MARBLE FIGURE WAS MADE
Ford’s report stated: “I am thoroughly convinced that the marble figure was made at Croaker’s old public-house, at Cow Flat, by G. F. Sala and that the marble was obtained from Bell’s quarry, about two miles from Cow Flat. I have obtained the following information, that Joseph Bell conveyed from his marble quarry about five months since, a large piece of marble, about one ton weight, to G. F. Sala’s residence (Croaker’s old public-house) at Cow Flat, and put it halfway into the back kitchen through the door, and Bell states that some ten or twelve weeks afterwards he saw that a man had been modelled out of it by Sala, and that he used acids, and whilst Sala was making the figure that his son Fred was always on the watch and would at once whistle if any person came in sight, and that Sala would then come out of the kitchen and shut the door.” Meanwhile, letters to the editor appeared in the newspaper, advancing theories about who the marble man was – one person suggesting that as one leg was thinner than the other, perhaps this man was an escaped convict who had worn leg irons. Another suggested he had hidden under a rock ledge which had fallen and trapped him while a third suggested the convict had been speared in the eye by blacks, who had removed his toes, and the rest of the body, buried in a limestone cave, had petrified over the years.
FROM A REAL CORPSE
While this was going on, behind the scenes the idea was growing that Sala had made a cast from a real corpse to create his statue, in order to get the right symmetry. A Government geologist added to the confusion by stating that the marble had not come from Orange at all.
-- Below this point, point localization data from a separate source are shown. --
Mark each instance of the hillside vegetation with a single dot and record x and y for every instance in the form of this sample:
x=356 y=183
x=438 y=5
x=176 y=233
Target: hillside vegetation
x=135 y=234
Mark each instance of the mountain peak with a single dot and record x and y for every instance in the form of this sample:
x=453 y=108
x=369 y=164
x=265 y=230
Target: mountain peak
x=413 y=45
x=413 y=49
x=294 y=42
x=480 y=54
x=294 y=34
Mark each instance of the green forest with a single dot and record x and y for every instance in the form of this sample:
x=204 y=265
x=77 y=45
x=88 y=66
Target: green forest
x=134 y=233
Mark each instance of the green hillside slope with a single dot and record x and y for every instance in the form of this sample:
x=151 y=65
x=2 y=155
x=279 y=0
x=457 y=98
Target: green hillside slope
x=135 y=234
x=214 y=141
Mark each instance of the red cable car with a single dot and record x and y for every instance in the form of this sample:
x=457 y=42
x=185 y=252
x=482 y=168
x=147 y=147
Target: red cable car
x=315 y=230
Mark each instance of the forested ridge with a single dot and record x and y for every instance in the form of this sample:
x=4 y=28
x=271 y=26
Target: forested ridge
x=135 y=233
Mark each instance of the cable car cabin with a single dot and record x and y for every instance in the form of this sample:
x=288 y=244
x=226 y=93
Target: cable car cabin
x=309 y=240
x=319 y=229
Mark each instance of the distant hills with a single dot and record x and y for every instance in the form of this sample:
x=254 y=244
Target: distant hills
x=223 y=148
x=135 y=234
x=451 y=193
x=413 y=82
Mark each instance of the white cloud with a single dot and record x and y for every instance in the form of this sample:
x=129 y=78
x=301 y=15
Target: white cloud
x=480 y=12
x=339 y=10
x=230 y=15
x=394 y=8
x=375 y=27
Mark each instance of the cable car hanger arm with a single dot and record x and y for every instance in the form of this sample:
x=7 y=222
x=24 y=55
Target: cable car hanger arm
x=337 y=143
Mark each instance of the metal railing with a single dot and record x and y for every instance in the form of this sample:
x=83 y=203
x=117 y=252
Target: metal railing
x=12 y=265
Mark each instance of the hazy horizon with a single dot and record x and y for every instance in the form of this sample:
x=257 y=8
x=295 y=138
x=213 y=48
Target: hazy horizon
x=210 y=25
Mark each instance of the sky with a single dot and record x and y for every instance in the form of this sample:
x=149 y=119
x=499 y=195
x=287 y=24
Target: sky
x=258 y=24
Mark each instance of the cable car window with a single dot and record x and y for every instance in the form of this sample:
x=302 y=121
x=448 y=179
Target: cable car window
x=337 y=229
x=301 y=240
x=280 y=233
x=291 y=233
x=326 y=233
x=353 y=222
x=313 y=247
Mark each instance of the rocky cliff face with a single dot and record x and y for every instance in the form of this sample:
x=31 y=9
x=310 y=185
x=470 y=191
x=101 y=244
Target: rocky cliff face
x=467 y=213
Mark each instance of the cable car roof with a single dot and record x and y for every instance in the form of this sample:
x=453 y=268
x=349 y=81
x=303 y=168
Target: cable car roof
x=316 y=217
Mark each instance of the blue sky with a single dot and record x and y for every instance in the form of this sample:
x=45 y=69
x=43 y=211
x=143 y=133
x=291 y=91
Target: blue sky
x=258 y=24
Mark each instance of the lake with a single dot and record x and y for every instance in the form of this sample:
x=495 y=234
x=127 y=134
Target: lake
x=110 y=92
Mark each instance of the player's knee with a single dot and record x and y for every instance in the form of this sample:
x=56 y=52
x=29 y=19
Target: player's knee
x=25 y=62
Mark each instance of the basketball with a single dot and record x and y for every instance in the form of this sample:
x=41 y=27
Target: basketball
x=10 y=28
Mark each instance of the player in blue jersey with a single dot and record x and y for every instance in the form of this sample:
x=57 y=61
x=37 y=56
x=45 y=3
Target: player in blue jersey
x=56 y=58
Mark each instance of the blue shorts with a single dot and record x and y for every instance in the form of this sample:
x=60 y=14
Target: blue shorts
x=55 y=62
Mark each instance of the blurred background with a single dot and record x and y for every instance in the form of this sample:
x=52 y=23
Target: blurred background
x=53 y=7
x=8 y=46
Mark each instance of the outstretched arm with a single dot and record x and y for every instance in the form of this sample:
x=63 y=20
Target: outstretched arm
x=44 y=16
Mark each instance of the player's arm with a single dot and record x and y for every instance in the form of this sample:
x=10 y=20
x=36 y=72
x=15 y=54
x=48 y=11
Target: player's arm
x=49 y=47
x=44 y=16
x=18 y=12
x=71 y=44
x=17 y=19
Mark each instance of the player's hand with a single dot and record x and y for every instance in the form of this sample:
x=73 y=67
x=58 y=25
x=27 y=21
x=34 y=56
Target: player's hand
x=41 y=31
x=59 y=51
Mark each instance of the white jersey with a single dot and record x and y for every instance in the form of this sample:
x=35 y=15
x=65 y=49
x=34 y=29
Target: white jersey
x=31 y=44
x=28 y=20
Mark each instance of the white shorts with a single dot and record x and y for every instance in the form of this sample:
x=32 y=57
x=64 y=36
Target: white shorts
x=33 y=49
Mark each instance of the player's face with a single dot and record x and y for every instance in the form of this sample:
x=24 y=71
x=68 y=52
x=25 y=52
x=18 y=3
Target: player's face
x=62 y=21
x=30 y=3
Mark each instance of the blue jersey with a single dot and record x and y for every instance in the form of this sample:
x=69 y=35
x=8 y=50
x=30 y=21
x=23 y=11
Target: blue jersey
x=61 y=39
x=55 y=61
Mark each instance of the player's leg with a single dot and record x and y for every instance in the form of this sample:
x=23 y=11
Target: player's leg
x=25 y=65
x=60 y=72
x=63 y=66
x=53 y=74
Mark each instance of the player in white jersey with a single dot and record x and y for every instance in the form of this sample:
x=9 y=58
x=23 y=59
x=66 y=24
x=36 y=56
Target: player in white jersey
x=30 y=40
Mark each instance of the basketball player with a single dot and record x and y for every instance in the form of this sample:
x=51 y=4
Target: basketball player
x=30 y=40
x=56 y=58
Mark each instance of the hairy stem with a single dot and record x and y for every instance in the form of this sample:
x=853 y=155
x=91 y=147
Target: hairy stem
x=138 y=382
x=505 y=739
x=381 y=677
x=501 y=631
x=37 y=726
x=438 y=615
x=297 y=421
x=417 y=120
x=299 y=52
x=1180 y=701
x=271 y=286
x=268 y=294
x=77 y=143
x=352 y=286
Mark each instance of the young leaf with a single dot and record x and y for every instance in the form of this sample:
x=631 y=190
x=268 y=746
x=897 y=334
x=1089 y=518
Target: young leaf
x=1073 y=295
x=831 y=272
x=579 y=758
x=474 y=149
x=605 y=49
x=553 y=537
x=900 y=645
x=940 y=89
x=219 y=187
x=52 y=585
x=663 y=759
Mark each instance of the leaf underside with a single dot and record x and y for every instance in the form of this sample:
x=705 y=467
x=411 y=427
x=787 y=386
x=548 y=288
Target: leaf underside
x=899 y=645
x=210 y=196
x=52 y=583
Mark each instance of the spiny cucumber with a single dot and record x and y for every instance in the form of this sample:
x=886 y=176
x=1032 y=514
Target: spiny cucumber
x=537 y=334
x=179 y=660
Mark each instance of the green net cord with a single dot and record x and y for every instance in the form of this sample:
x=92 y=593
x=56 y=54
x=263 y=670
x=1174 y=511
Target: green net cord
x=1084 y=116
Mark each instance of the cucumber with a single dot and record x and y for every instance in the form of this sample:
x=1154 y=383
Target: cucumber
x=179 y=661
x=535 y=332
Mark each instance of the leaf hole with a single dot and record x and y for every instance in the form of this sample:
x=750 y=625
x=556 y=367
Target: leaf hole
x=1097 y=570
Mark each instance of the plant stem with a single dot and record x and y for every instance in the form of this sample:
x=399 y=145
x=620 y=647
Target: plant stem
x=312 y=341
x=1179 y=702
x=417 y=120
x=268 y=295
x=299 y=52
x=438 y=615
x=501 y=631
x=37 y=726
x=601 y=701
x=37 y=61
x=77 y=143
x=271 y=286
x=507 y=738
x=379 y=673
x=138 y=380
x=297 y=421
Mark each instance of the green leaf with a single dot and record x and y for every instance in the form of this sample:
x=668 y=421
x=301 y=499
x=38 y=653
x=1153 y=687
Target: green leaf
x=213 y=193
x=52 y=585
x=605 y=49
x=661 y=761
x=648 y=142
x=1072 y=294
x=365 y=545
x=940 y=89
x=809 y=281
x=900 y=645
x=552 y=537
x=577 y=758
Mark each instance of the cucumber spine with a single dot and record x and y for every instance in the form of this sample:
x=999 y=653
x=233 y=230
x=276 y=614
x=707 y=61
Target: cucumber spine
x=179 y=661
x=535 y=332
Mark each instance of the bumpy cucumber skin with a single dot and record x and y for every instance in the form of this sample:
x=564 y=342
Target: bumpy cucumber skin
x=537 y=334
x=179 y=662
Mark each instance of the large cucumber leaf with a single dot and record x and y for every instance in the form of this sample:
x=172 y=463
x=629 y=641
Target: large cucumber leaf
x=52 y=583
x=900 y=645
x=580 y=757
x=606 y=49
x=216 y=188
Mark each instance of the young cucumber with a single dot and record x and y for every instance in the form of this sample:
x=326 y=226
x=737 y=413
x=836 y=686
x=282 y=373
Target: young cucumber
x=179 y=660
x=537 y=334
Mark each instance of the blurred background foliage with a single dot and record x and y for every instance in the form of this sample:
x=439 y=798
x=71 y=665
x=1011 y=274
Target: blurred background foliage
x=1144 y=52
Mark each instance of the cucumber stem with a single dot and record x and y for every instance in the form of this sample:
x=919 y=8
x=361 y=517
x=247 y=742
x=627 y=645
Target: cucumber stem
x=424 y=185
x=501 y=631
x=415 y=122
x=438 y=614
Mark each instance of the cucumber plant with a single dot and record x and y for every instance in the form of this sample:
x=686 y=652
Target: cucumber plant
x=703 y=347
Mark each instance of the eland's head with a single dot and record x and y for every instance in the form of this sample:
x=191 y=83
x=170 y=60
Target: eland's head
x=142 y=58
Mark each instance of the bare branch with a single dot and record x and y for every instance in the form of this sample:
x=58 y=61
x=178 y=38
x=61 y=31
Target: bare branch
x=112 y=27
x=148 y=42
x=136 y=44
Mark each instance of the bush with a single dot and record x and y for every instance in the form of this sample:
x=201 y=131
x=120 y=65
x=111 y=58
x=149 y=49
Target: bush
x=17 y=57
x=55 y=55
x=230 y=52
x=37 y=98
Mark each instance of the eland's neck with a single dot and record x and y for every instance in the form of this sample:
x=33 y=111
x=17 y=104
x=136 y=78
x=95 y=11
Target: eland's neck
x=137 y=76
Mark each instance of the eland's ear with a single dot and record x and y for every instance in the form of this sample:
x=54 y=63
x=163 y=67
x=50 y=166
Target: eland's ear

Experts also said that if it was a sculpture, it was much too professional-looking for a man such as Fred Sala, a humble quarry labourer. And so, the controversy continued. Sala eventually sold the marble man to a Sydney entrepreneur named Stockdale, who after seeing the fossilised body on display in Castlereagh Street, Sydney, immediately realised the money-making potential of the exhibit. Sala received £1,000 for his marble man but Stockdale ended up making 10 times that much, bringing in as much as £30 per day for months on end. Stockdale originally intended taking the marble man to London to allow scientists there to determine whether it was in fact a fossilised human being or simply a marble carving, but once the money started drying up on the exhibition front, Stockdale abandoned such plans.
MARBLE MAN DISAPPEARED
The “Marble Man” eventually ended up on the porch of a cottage in the Sydney suburb of Rozelle, before being moved to a vacant property further up the street. Eventually, when this site was developed, the marble man disappeared leaving people with the tantalising question of whether the marble man really was a fossilised human being or just a conman’s clever sculpture.